The pound of my heart was a jackhammer behind my sternum. I was nearly there. Just a few steps, and I’d be able to reach the half-open doors sticking out from their pockets and slam them shut. He would still be mad, but I could run. Get out of the house, maybe. Through a window?
“Parker!”
My feet slammed into the floor, speed abruptly there, and I grabbed for either of the sliding doors. I pulled, using every bit of strength I had. They moved so slowly—too slowly.
“Parker!” Shaking; my fingers were shaking. “Little bird!”
Just as the doors finally budged, stout fingers stuck through the remaining few inches, flinging them back open. I tumbled back, falling to the floor. I needed to get away, so I scrambled across the floor backward, my butt sore from the fall.
“Where have you been?”
I looked up. He was here. My father.
The wreak of vodka and smoke clung to him. I gagged, flinching back from the stench. He hadn’t showered, and I could see stains dotting his cheap checkered shirt. The sting of tears burned my eyes, but I couldn’t let them fall. It was always so much worse when I cried.
Trying to speak, nothing came out but a tiny squeak. My father lunged forward, towering over me as he shouted down.
“Answer me! I needed you to fetch my drink! Where were you!?”
My voice was gone, and I sunk back, trying to slip into the floor. My hands started to melt into the ground, but it wasn’t fast enough.
“You good-for-nothing brat!”
“Dad, no!” The scream tore from me, but it was too late.
His arm was rearing back, and I watched, frozen in abject horror, as it came down right over my face. Just as the bloom of pain was about to start up, my eyes flew open.
“No!”
I blinked, seeing my apartment around me, the lights still on. It had been a nightmare, nothing new; I'd had countless similar dreams before.. My pulse raced, and I reached for the bottle of water I kept on my nightstand. I fumbled with it, my fingers shaking. A voice sounded from outside, and I jumped, the panic only just backing off in my chest, doubling down.
Boom, boom, boom.
My heart rate wasn’t slowing. I could feel the adrenaline spike, and my chest pinched tight as I tried to breathe.
“It’s okay, Parker. It’s just a panic attack. You…You,” my words faltered, and I had to shake my head to refocus, “You know what to do. Come on. Breathe and slow down.”

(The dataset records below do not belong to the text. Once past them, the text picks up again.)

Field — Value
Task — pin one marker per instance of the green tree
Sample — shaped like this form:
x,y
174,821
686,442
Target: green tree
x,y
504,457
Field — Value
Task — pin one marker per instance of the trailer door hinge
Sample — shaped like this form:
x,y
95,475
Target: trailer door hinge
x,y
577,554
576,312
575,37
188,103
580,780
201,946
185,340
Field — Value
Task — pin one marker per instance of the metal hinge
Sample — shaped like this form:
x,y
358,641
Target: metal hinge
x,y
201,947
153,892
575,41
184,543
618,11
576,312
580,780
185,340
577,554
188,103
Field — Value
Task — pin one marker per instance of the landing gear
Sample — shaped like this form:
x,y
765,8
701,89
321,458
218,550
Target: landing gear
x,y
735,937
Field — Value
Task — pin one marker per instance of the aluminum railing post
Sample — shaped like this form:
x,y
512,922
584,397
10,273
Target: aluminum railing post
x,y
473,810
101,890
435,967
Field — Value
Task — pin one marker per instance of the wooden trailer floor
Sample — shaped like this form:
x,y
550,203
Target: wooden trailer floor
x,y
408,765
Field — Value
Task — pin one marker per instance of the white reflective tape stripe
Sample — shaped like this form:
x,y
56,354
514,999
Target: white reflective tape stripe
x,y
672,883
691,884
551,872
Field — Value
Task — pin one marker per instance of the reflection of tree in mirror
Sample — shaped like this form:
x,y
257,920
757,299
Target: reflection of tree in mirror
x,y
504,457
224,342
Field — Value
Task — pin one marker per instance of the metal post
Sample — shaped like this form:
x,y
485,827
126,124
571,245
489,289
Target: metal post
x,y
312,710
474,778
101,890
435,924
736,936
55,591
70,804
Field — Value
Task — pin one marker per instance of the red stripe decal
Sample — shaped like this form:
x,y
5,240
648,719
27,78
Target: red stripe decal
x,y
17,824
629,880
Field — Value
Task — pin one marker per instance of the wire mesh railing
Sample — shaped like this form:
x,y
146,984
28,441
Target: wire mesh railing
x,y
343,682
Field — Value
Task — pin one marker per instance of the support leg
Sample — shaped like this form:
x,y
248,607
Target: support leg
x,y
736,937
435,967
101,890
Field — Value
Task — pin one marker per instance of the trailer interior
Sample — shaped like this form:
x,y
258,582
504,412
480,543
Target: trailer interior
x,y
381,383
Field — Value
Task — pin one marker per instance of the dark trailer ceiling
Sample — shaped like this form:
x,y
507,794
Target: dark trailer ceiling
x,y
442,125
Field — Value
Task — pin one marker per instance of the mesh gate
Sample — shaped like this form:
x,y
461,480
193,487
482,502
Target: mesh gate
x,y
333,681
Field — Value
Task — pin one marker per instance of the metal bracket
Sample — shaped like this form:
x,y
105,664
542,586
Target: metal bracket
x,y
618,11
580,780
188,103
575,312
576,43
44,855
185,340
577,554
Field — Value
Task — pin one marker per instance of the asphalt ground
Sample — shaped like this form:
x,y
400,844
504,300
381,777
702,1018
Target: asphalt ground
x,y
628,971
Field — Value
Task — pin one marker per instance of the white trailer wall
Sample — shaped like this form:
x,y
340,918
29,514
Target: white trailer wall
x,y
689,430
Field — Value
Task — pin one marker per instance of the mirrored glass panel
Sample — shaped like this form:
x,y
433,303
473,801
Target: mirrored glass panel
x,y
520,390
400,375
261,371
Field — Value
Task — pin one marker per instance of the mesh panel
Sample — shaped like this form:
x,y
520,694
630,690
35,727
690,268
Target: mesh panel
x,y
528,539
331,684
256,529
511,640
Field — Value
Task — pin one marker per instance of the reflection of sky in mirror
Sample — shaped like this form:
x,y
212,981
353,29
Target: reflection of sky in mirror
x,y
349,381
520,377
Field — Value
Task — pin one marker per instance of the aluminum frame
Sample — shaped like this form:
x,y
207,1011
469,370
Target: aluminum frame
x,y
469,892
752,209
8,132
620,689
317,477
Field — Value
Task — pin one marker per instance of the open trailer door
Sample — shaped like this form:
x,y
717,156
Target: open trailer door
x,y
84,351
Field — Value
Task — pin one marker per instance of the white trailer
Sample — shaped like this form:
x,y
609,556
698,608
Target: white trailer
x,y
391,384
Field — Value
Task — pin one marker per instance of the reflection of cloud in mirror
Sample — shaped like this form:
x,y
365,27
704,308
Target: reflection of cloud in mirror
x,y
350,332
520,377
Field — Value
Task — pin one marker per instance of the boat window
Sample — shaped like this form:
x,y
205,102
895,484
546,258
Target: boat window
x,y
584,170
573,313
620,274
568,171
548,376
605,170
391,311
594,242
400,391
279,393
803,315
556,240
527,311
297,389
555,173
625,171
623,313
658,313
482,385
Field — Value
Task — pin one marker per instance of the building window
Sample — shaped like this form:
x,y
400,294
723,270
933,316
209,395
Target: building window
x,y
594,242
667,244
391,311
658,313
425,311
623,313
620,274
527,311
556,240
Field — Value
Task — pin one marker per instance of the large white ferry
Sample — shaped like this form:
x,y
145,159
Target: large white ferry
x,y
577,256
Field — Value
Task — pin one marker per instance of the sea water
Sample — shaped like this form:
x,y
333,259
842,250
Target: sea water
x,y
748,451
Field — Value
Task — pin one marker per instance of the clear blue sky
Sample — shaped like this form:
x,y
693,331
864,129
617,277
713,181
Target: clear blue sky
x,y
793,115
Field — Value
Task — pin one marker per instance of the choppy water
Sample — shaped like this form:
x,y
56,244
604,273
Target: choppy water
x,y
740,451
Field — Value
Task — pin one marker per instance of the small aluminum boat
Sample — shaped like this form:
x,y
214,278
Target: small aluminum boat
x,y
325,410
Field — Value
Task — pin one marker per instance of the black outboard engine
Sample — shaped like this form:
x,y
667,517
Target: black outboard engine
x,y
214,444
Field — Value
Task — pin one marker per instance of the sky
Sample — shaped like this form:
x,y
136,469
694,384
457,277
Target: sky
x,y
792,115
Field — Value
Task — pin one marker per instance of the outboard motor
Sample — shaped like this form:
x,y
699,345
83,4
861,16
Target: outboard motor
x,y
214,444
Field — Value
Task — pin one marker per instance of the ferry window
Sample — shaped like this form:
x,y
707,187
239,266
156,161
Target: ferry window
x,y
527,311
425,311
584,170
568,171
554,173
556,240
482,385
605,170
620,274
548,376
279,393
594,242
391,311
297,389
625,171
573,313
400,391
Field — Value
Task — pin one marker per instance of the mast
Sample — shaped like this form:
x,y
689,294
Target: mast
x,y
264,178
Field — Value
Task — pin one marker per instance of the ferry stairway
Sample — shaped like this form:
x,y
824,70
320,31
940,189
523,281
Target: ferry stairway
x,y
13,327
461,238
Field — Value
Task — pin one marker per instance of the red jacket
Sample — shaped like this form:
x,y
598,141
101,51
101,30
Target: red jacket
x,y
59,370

I pulled up the app on my phone that I used to time my breaths. Clicking on the “I’m having a panic attack” button, the window changed, and a soft gradient-colored circle appeared on my screen. It started with red and orange, expanding and shrinking to show me when to inhale and exhale.
Sucking in a breath, I turned up the muted volume and listened to the prerecorded voice.
“Breathe in and hold it until the circle begins to shrink. Just focus on your breath. Nothing else.”
The circle began to contract, and I exhaled slowly as it got smaller and smaller. When it started up with another round, I just followed along, trying to only look at the phone and think about that colored circle growing and shrinking.
I followed along for five minutes, letting my body recalibrate before I finally put my phone and the bottle of water back on the nightstand.
“You’re okay.” A lingering desire to spiral again sat in the background of my mind, and I looked around the room, trying another trick.
“A chair, my bed, my books, a box of tissues, the door.” I sucked in another shaky breath. “My breath. Umm…a person talking outside. The heat coming on. Me swallowing.”
The edge further receded, and I finished up with the five senses exercise.
“My blanket on my lap, the bed underneath me…” I dragged a hand up my arm. “My hand on my skin.”
The last two were always the hardest, but I assumed that was the point and why they were kept small. “Umm, the heat coming on. I know I used it twice, but I can smell it. Umm…”
I turned my nose into my shoulder, breathing deeply. “My perfume. Lavender.”